"Mężczyźni na ciężarówkach z działkami przeciwlotniczymi otoczyli resort sprawiedliwości"


Członkowie libijskich zbrojnych milicji, kórzy od niedzieli oblegają budynek MSZ, otoczyli również siedzibę resortu sprawiedliwości w Trypolisie. Domagają się wykluczenia z polityki ludzi związanych z obalonym dyktatorem Muammarem Kadafim.

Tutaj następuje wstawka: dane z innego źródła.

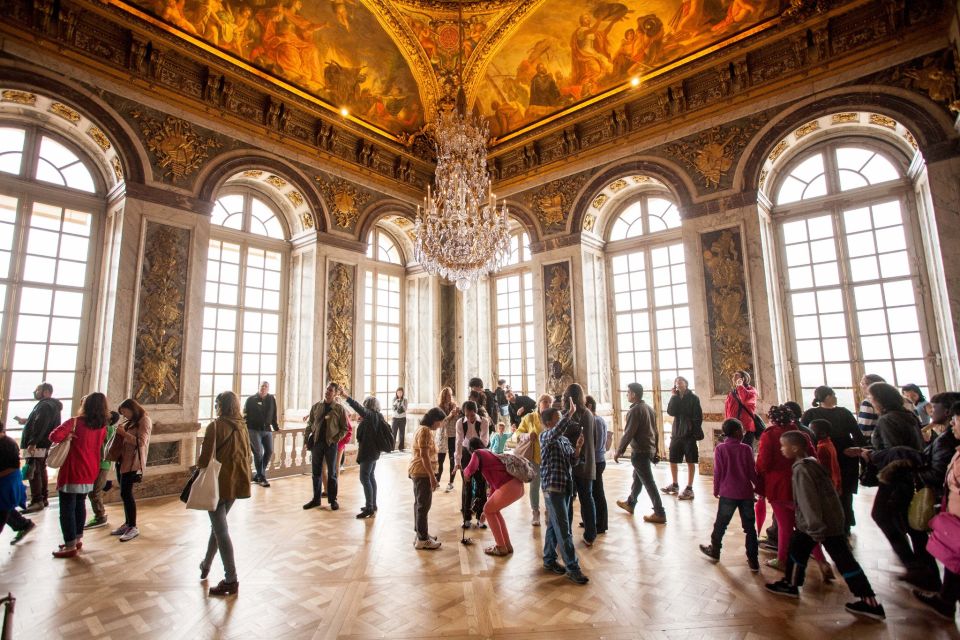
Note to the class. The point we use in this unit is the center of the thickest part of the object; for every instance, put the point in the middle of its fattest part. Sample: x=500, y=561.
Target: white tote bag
x=205, y=492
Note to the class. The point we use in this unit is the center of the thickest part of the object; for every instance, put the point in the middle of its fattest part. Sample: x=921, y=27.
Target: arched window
x=382, y=313
x=242, y=313
x=515, y=358
x=651, y=313
x=50, y=207
x=845, y=231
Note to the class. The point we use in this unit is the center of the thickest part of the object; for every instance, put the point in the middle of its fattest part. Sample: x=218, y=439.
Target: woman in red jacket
x=80, y=470
x=741, y=404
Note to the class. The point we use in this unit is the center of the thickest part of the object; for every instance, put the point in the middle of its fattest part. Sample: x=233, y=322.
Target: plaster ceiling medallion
x=388, y=64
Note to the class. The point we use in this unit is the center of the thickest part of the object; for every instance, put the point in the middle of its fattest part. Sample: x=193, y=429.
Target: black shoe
x=861, y=608
x=555, y=567
x=577, y=577
x=783, y=588
x=708, y=550
x=225, y=588
x=941, y=608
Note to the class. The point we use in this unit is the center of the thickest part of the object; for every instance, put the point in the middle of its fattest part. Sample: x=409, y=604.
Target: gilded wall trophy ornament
x=340, y=323
x=160, y=321
x=726, y=290
x=559, y=326
x=176, y=147
x=344, y=200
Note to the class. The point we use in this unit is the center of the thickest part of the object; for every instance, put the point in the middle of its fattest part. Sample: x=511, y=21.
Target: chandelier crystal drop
x=460, y=233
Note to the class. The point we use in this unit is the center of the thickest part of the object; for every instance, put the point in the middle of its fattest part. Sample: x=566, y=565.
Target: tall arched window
x=242, y=313
x=845, y=230
x=382, y=312
x=50, y=206
x=651, y=314
x=513, y=310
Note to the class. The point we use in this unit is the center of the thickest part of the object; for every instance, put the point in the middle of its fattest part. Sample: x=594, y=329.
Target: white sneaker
x=130, y=534
x=429, y=544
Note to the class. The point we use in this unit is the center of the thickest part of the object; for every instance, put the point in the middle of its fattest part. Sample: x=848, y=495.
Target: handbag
x=922, y=509
x=205, y=490
x=59, y=451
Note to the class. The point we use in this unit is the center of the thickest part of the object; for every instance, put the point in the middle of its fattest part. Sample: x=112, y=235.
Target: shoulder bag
x=205, y=492
x=58, y=452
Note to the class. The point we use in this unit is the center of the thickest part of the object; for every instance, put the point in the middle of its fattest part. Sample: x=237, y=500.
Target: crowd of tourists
x=807, y=464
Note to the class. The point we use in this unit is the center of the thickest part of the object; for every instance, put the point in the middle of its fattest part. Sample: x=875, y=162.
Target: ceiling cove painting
x=565, y=52
x=333, y=49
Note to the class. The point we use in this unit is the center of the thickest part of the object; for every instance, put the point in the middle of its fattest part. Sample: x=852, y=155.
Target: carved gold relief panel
x=340, y=320
x=558, y=326
x=726, y=298
x=158, y=355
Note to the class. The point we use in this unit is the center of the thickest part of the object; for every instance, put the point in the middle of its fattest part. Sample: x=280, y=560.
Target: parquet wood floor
x=321, y=574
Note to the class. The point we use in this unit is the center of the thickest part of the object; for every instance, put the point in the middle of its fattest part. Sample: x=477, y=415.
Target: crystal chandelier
x=460, y=233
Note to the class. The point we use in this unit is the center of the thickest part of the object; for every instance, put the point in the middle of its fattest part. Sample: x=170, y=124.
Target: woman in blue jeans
x=367, y=450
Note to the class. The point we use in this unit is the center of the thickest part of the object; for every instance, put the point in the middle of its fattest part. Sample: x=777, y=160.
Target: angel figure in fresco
x=589, y=56
x=172, y=11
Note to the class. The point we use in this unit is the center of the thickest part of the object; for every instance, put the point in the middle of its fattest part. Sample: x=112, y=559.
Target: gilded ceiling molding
x=160, y=323
x=393, y=22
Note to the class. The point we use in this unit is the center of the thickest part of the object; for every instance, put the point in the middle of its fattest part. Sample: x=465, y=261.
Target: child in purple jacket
x=734, y=483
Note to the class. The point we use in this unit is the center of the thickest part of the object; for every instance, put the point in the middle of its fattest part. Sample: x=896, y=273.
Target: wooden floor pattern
x=322, y=574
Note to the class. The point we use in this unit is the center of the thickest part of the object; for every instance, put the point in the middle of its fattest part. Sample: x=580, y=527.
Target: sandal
x=496, y=551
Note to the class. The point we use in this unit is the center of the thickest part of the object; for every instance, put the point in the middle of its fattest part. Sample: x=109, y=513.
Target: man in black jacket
x=43, y=419
x=684, y=407
x=260, y=413
x=520, y=406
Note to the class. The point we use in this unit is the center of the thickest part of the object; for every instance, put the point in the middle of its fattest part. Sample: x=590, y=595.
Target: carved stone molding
x=727, y=317
x=558, y=312
x=160, y=320
x=176, y=147
x=340, y=321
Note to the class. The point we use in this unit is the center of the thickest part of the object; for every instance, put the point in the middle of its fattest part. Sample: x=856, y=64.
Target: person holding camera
x=641, y=434
x=133, y=431
x=684, y=407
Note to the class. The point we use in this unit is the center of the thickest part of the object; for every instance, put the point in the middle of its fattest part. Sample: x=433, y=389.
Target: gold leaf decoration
x=340, y=323
x=883, y=121
x=344, y=200
x=552, y=201
x=617, y=185
x=559, y=326
x=176, y=147
x=19, y=97
x=160, y=321
x=844, y=118
x=99, y=137
x=726, y=305
x=712, y=153
x=807, y=129
x=65, y=112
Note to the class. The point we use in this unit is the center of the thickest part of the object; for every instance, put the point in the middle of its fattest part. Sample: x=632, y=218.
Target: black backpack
x=383, y=436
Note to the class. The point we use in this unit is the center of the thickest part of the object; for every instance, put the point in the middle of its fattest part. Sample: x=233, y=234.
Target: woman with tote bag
x=225, y=441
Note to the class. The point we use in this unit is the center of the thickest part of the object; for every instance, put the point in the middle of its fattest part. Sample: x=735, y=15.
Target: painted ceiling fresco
x=389, y=61
x=565, y=52
x=334, y=49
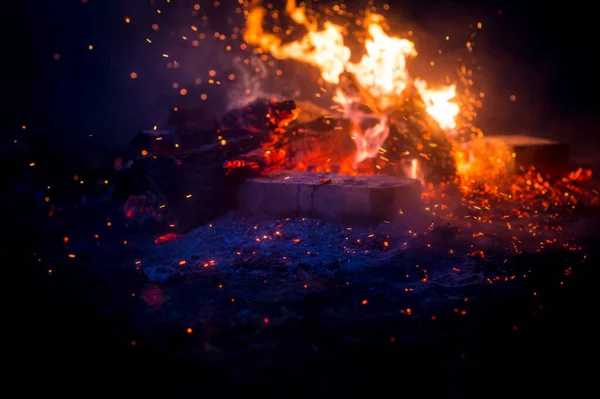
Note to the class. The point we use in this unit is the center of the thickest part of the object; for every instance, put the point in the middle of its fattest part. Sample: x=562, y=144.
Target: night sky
x=543, y=55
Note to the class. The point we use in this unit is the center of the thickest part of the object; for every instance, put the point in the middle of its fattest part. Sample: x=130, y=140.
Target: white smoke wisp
x=249, y=84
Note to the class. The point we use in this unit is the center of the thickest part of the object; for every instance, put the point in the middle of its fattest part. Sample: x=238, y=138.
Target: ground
x=301, y=306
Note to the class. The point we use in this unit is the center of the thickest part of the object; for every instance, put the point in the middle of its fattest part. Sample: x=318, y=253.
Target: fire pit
x=371, y=211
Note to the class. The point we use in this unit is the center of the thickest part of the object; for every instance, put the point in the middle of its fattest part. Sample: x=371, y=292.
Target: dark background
x=543, y=54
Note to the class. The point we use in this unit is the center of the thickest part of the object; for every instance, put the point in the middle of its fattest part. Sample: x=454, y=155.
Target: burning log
x=195, y=185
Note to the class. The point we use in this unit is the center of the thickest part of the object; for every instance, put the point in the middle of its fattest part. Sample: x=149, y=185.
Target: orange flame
x=381, y=72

- Mężczyźni na ciężarówkach wyposażonych w działka przeciwlotnicze otoczyli dziś rano resort sprawiedliwości(...). Zażądali od personelu, by opuścił budynek i zamknęli ministerstwo - powiedział AFP szef biura informacyjnego resortu sprawiedliwości Walid Ben Raba. Zbrojne milicje oblegają też siedzibę MSZ. W niedzielę budynek otoczyło około 30 pojazdów, a kilkudziesięciu protestujących blokowało dostęp do gmachu. Na jego ścianach wywieszono w poniedziałek transparenty wzywające do przyjęcia ustawy, która wykluczałaby z życia politycznego przedstawicieli obalonego reżimu.

Czego chcą?

Protestujący ostrzegają, że oblężenie potrwa do czasu spełnienia ich żądań. Napastnicy twierdzą, że wybrali jako pierwszy cel MSZ, ponieważ nadal zatrudnia on urzędników, którzy pracowali dla Kaddafiego. Protestujący domagają się natychmiastowego przyjęcia przez Powszechny Kongres Narodowy (jednoizbowy parlament Libii) projektu ustawy o wykluczeniu dawnych przedstawicieli reżimu Kadafiego z polityki, jednak oblężenie budynków rządowych zaowocowało jak dotąd tym, że Kongres zrezygnował z wtorkowego posiedzenia i zapowiedział, że najbliższe obrady odbędą się dopiero 5 maja - podaje AFP.

Rząd odpowiada

Podczas niedzielnej konferencji prasowej premier Libii Ali Zidan uznał oblężenie MSZ oraz nieudane próby ataku na siedziby MSW i państwowej telewizji za akty sabotażu, których dopuściły się grupy "usiłujące zdestabilizować kraj".